Lives are on the line in work zones

Kerry Bramhall, third from left, and his family.
My name is Kerry Bramhall and I am the District One, Area One Office Coordinator at the Horton KDOT office in northeast Kansas. I have worked at KDOT for 19 years, three of which I was a traveling Survey Technician on a statewide survey crew. I have had several close calls during my time at KDOT.
The first close call I remember quite well. We were surveying some section corners north of Parsons. We had our signs out, and two flaggers flagging traffic in a long, flat and well-visible area. I was in the middle of the road holding a range pole on a section corner while my co-worker was getting readings from it. I saw a semi coming toward me with a line of traffic behind him.
As he approached, the semi behind him proceeded to pass in the work zone, leaving me squeezed between the two trucks. The passing semi’s mirror hit my hand taking the range pole with it. I watched as the range pole went flying ahead, thinking that could have been me.
The worst of my fears came in September of 2007. I was doing paperwork in our office in Seneca when my Construction Engineer, Kevin Palic, came out and said, “Get in the car we are going to Lawrence,” in a panicked voice. As I got in the car, Kevin told me that one of my co-workers who had been doing a project in Lawrence had been hit by a reckless driver. We drove as fast as we could to get there.
As we arrived, we found out that he did not make it. I volunteered to drive my other co-worker home who was with him at the time of the accident. The whole trip home we talked about what a great guy and friend our co-worker was. All that I could think about was if the traveling public only knew how much that hurt to lose a buddy, they might be more aware in work zones.
One of my other duties here at KDOT is plowing snow in the winter months. I have had several close calls with the snowplow truck. This last year, I was plowing snow at night in what I would call a blizzard. Visibility was next to nothing. As I was plowing, a car proceeded to pass me as I’m sure they thought I was not going fast enough, and they were in a hurry.
When the car got past me, I could barely see the taillights as they spun around in front of my snowplow blade and ended up in the ditch. All I could think was I could have hit them, or they could have hit me.
If you are reading this, please slow down and pay attention to your surroundings in a work zone or behind a snowplow, because at the end of the day we would like to go home to our families just like you do.

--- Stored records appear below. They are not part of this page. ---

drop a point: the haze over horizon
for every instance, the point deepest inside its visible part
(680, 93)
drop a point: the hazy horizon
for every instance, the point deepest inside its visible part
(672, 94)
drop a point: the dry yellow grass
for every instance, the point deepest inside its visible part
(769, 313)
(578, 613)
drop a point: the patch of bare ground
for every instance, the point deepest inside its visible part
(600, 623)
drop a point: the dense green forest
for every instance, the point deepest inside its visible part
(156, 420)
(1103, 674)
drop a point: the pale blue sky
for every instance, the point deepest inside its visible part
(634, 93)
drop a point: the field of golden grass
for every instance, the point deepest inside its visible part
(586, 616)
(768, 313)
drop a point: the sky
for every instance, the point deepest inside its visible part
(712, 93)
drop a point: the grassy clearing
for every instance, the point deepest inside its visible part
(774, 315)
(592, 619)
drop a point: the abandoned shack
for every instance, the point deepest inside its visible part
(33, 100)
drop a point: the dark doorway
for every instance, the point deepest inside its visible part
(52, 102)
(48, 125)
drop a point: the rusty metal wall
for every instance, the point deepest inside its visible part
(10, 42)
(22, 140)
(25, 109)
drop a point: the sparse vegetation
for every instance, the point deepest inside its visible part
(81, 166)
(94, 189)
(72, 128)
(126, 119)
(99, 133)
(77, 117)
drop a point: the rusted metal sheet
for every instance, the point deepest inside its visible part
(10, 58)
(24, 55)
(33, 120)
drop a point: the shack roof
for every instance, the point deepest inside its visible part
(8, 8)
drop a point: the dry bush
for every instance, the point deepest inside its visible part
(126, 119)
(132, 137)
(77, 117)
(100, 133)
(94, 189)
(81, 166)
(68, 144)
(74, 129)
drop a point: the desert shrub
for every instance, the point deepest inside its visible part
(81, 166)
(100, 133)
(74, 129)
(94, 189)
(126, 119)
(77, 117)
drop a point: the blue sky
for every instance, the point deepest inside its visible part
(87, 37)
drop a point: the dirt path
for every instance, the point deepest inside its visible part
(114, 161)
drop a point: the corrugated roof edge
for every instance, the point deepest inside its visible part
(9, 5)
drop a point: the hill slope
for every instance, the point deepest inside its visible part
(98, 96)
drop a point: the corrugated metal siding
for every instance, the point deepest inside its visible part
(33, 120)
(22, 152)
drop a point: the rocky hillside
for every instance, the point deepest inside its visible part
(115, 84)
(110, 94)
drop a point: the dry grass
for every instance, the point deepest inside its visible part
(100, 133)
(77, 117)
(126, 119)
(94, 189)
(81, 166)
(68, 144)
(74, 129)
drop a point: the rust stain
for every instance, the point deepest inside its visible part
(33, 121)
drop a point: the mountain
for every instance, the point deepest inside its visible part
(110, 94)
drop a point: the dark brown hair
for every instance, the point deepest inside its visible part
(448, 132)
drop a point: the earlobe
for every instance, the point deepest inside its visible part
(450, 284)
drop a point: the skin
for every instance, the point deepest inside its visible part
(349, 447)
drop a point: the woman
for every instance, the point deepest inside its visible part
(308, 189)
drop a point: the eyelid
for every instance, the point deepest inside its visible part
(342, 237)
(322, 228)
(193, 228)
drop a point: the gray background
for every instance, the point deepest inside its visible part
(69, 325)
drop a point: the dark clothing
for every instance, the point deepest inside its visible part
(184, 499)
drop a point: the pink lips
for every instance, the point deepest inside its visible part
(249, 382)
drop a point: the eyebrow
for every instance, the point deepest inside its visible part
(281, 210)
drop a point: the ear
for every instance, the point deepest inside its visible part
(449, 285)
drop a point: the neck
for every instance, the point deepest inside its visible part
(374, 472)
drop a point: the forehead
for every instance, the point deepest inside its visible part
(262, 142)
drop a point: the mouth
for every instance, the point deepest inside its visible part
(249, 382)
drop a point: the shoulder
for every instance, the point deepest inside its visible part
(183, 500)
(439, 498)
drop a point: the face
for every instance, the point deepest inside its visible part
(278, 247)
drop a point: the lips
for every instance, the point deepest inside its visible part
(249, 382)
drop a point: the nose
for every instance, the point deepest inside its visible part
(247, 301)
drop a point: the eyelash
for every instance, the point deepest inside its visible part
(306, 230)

  1. Very scary situations, so glad you are ok. People need to slow down, saving a minute isn't worth the risk. Thank you for your efforts to improve the highways for us all year round.

  2. I am very glad for you and your family that you survived the two instances where reckless drivers were not paying attention to road conditions. It is also very sad that another reckless driver caused the death of a Lawrence coworker.

    Many thanks for the work you do surveying and winter maintenance on our Kansas Highways. My guess is that, unfortunately you could have shared other examples where reckless drivers caused concern where you were working. My hope is that every person who reads this blog will slow down and watch for workers where surveying, construction and/or any maintenance is being done. It should also be shared with their families and friends.

  3. Thank you for sharing your story. What a scary and heartbreaking experience. I only wish people would remember that their actions have consequences before they do reckless things. If someone had thought ahead and imagined what could happen if the drove recklessly, perhaps this story would never need to be written. Slow down, pay attention. It really isn't that hard.

    I'm so sorry for the loss of your coworker. Thank you to every KDOT employee who put their lives on the line to keep us safe.

  4. Tragic story. I wish that drivers would recognize the danger that roadside workers -- including road crews, tow truck operators and law enforcement officers -- are in, just to do their jobs. Drivers need to slow down, move over and NEVER be using their cell phones while driving.